July 12, 2024

Project Woman hosted its annual candlelight vigil called Take Back The Night on Oct. 6 in honor of domestic violence victims.
Take Back The Night happens every October to bring awareness to National Domestic Violence Awareness Month. The vigil is an event to celebrate those who have survived, remember those lost and give hope to those who are currently undergoing hardship within relationships.
People gathered on Thursday night outside of Springfield City Hall to recall those they had lost to domestic violence, along with those who are still with them. The night began with a performance by Wittenberg’s female a cappella group, Just Eve, and transitioned into opening remarks by Nick Heimlich, master of ceremonies.
“Our mission here tonight is to bring hearts together,” Heimlich said.
Laura Baxter, executive director of Project Woman, then stepped up to the podium to say that everyone gathered there is providing hope for victims. One in four women and one in 10 men experience domestic violence in their lifetime.
“I’m hopeful that each day we’re making progress, even though the statistics don’t change,” Baxter said.
Baxter went on to say that she doesn’t believe the lack of change means the Womyn’s Center is ineffective, but the opposite, as people are coming forward and asking for help much more frequently. She spoke of how abusers isolate victims, and the event is proof that the victims are being heard. Everyone in unison then said, “I am not alone. You are not alone. We are not alone. We are together.”
The executive director then presented Leanne Wierenga with the Chrysalis Award, representing strong support and help to Project Woman. Wierenga is a volunteer and even a past board member for the organization.
“I think I’m a survivor, and it’s because of Project Woman that I am,” Wierenga said, choked up.

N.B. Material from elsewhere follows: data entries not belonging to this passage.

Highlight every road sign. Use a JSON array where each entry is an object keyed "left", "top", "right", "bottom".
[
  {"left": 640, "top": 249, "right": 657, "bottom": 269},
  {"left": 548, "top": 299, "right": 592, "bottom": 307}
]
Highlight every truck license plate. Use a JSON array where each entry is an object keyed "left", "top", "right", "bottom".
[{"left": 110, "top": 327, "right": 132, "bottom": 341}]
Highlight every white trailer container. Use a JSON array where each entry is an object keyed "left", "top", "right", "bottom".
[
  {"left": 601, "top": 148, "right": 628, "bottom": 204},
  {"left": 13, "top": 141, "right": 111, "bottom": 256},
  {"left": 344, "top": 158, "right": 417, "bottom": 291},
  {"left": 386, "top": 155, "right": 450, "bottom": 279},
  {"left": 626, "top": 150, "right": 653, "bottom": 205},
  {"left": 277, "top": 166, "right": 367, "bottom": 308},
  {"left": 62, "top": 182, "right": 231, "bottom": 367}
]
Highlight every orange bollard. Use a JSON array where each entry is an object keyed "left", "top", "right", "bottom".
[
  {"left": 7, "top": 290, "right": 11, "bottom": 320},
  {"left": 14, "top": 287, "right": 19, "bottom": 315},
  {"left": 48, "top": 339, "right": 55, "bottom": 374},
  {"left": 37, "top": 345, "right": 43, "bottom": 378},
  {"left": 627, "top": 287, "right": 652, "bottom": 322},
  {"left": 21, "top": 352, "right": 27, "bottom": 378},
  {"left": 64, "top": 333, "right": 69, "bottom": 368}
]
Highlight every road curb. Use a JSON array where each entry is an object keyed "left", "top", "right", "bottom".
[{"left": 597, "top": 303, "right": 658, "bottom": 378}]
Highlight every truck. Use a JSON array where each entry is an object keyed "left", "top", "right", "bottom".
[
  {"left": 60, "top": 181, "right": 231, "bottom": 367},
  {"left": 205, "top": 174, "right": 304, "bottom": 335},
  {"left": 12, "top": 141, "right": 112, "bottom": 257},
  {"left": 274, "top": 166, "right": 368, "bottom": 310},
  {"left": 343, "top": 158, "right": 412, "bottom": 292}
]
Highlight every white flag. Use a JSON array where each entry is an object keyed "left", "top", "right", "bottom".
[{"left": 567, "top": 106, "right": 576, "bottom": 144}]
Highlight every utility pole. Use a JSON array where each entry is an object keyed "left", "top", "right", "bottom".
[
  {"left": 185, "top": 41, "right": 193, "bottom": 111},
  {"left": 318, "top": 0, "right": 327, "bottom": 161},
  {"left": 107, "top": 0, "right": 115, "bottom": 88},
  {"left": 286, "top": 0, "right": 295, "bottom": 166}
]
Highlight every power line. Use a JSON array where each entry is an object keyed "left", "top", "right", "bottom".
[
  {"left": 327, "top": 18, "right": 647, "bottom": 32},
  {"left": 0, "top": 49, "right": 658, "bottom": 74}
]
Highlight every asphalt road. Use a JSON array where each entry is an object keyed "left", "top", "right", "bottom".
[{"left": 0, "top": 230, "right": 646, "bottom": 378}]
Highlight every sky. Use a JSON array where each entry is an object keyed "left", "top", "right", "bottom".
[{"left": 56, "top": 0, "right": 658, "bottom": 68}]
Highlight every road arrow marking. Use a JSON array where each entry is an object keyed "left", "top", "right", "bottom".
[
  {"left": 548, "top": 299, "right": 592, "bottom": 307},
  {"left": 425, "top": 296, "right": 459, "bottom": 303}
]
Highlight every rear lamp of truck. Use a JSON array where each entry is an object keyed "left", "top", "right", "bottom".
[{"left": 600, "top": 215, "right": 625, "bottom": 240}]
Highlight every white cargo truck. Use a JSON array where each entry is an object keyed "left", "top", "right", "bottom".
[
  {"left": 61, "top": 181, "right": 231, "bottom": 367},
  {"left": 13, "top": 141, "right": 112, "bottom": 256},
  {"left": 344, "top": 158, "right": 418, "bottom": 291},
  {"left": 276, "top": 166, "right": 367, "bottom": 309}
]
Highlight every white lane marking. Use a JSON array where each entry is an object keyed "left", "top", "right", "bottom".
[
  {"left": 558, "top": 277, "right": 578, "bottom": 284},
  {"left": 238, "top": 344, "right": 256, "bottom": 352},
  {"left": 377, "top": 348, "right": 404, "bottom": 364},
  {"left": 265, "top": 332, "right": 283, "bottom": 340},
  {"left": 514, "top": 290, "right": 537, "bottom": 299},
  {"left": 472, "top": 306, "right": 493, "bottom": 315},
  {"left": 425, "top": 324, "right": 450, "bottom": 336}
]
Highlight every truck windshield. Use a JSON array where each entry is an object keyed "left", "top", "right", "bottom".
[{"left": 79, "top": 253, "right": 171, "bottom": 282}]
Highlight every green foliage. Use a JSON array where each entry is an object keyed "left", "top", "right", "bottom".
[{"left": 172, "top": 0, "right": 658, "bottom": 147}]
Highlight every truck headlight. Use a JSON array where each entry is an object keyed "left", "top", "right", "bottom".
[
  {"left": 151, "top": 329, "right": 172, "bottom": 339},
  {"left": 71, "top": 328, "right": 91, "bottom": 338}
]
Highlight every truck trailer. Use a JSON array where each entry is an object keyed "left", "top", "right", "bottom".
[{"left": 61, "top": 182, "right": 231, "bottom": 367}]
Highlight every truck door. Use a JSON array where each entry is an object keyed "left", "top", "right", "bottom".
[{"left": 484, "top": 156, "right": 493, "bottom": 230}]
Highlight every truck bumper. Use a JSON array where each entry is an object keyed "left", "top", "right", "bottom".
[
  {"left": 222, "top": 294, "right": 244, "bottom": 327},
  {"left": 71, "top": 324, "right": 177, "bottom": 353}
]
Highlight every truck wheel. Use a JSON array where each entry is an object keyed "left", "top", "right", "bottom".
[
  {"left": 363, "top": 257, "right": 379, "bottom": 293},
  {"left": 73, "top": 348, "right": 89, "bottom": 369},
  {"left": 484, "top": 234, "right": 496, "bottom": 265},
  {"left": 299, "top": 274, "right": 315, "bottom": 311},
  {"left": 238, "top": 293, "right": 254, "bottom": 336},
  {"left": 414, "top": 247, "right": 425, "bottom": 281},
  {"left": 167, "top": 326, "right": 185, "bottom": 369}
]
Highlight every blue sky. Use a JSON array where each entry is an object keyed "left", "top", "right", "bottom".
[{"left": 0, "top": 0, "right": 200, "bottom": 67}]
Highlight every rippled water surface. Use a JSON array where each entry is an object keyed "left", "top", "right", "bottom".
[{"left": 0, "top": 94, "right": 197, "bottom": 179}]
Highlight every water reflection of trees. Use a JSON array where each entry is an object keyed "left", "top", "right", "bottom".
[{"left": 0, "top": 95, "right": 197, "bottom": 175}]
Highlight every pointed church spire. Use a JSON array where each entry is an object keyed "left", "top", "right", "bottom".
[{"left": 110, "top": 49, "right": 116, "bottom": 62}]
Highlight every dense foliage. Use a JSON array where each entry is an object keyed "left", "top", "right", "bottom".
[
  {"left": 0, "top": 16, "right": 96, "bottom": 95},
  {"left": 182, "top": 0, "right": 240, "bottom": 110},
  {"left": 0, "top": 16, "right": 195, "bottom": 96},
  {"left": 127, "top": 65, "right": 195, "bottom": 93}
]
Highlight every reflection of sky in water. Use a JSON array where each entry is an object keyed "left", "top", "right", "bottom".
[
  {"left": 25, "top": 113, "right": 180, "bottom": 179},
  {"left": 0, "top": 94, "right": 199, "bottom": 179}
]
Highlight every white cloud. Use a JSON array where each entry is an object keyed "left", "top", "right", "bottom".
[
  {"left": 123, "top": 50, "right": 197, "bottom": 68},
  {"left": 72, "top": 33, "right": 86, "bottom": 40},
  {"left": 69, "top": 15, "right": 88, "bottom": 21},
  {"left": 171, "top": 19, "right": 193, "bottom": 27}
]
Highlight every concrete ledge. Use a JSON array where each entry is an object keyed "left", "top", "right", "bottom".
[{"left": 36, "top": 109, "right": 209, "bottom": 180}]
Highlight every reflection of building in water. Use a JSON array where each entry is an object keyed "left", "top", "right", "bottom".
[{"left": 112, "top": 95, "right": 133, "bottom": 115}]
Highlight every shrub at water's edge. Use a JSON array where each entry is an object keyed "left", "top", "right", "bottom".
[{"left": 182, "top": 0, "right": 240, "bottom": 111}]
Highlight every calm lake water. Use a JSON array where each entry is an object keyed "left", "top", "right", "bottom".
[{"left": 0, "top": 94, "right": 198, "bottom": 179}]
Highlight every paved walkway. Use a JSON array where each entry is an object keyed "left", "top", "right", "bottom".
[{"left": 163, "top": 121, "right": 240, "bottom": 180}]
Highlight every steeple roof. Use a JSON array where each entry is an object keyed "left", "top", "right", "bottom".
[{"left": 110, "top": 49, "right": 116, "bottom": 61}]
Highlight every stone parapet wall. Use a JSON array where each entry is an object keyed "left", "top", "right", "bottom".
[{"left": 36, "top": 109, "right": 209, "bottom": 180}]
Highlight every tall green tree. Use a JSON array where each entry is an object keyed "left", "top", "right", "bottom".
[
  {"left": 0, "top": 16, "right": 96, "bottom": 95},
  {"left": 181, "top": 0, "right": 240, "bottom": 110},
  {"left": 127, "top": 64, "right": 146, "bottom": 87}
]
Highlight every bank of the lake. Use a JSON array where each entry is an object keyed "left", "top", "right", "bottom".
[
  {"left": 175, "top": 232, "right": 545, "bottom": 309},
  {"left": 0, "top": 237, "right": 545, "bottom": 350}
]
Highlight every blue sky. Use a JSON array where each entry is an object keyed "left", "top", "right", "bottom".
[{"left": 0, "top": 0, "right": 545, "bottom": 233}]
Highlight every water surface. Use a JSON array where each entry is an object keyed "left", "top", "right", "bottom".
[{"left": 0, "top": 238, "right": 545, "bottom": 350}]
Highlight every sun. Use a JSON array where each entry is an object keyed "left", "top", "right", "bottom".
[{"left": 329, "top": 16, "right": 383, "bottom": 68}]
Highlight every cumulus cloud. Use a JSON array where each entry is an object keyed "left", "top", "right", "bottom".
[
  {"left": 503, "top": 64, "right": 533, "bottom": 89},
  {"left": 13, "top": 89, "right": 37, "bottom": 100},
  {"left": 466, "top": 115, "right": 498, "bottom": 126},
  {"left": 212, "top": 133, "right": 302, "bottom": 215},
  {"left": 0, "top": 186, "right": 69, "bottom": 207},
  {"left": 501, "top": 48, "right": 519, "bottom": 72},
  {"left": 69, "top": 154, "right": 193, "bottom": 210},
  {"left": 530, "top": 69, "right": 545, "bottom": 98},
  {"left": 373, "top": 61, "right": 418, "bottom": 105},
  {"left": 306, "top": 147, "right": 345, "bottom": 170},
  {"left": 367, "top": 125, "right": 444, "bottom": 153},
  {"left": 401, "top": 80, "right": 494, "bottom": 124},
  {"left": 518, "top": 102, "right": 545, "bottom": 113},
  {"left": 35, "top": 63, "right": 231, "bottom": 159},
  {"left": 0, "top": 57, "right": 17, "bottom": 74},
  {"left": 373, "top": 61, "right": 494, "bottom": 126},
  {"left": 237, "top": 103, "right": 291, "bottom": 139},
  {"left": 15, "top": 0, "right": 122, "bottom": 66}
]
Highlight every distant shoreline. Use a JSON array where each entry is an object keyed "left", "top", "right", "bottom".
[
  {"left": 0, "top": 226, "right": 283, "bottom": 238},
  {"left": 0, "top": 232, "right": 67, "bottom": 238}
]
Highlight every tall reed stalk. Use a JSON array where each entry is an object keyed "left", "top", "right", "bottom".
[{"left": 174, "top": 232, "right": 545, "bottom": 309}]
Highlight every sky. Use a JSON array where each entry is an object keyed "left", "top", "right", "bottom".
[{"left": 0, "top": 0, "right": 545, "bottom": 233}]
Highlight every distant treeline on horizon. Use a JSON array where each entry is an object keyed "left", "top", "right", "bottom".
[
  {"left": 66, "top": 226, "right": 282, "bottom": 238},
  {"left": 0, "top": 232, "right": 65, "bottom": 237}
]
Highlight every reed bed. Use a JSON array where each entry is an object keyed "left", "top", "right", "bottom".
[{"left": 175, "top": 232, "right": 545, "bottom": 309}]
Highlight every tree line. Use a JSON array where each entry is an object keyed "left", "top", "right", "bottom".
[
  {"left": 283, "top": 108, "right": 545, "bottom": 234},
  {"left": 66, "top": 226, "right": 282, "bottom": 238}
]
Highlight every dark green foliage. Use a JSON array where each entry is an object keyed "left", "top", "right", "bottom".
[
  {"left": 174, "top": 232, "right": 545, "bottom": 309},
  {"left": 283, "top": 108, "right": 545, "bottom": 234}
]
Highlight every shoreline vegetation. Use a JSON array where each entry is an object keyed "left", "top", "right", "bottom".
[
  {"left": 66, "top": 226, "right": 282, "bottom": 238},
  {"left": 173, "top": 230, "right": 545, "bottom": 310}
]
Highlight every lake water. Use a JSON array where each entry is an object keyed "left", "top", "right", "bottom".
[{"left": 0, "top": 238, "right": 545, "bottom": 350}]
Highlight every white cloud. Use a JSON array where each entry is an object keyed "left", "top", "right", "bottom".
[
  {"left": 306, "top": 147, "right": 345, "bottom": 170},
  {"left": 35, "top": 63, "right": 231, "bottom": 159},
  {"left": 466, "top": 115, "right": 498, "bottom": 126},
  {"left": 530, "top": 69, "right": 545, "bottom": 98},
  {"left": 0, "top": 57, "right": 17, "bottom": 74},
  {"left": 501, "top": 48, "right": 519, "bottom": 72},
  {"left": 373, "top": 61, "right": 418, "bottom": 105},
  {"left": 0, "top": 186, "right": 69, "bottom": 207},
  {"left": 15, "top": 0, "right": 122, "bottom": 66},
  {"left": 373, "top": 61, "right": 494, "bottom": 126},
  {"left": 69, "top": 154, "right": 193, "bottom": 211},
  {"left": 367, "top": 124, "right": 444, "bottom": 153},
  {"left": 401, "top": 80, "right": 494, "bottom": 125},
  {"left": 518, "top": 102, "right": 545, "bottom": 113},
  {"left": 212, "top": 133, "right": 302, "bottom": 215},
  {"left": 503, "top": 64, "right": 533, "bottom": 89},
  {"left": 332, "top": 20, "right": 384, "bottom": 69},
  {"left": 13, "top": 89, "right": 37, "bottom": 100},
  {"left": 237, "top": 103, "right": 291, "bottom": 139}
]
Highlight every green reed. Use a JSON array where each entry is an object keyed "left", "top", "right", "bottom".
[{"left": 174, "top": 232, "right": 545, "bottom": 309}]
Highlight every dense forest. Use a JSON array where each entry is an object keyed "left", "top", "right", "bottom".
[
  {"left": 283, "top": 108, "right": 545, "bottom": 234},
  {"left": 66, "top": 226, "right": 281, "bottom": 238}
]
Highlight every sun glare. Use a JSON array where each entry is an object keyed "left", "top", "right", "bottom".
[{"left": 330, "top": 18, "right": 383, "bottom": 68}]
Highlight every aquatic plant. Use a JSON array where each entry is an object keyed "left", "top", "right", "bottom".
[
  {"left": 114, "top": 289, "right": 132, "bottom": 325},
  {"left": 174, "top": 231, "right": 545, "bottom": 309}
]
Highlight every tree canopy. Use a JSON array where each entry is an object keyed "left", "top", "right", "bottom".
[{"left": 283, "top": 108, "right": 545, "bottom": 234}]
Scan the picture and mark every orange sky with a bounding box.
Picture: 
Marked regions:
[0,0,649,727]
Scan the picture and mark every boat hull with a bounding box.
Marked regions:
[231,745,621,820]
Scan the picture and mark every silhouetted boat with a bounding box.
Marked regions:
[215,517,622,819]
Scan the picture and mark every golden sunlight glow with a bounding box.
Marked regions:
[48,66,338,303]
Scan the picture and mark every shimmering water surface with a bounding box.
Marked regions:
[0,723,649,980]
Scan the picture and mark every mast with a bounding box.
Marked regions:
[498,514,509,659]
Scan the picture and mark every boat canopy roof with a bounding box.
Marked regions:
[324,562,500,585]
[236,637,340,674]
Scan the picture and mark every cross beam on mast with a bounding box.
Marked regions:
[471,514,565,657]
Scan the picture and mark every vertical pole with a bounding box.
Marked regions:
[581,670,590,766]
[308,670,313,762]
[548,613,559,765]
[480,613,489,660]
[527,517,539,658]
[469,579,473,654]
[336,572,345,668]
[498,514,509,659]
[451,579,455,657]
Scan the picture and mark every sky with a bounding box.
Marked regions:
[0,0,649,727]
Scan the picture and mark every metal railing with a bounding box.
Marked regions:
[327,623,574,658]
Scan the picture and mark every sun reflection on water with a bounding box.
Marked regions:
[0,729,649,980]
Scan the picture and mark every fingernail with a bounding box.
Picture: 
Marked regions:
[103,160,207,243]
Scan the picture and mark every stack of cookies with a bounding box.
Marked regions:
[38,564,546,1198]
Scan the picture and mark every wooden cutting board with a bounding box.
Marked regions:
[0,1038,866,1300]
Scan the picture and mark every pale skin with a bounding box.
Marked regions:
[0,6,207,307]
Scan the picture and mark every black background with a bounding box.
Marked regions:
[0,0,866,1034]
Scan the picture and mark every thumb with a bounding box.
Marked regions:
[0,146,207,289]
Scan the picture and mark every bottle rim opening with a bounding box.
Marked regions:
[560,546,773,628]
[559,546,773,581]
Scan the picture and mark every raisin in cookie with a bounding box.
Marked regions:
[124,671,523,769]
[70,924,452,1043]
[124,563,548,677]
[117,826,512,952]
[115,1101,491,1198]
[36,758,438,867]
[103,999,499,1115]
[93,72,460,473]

She she had been victimized by a past husband, and the organization helped her find courage to press charges and leave him. Seeing a counselor at Project Woman showed her that she could be happy and survive. Wierenga considers herself one of the lucky ones with a good job, good family and good coworkers. She stressed that not everyone who comes to the shelter seeking help has those things, and the smallest bit of money donated could help their cause.
After a moving musical performance by Kent Brooks, director of Wittenberg’s IMANI Gospel Choir, Take Back the Night truly began. The Wittenberg Survivor Organization called No Woman Left Behind led a march of university students and faculty back to campus in solidarity after the vigil.
“Claim our bodies, claim our right; take a stand, take back the night!” they chanted.
In commitment to ending domestic and intimate partner violence, participants held their candles high and marched all the way back to Founder’s Pub, where an open microphone awaited anyone who wanted to speak on the subject. While snacking on cookies and hot chocolate, students respectfully listened to others’ experience with sexual violence, reminding everyone that you may know someone, but not their story.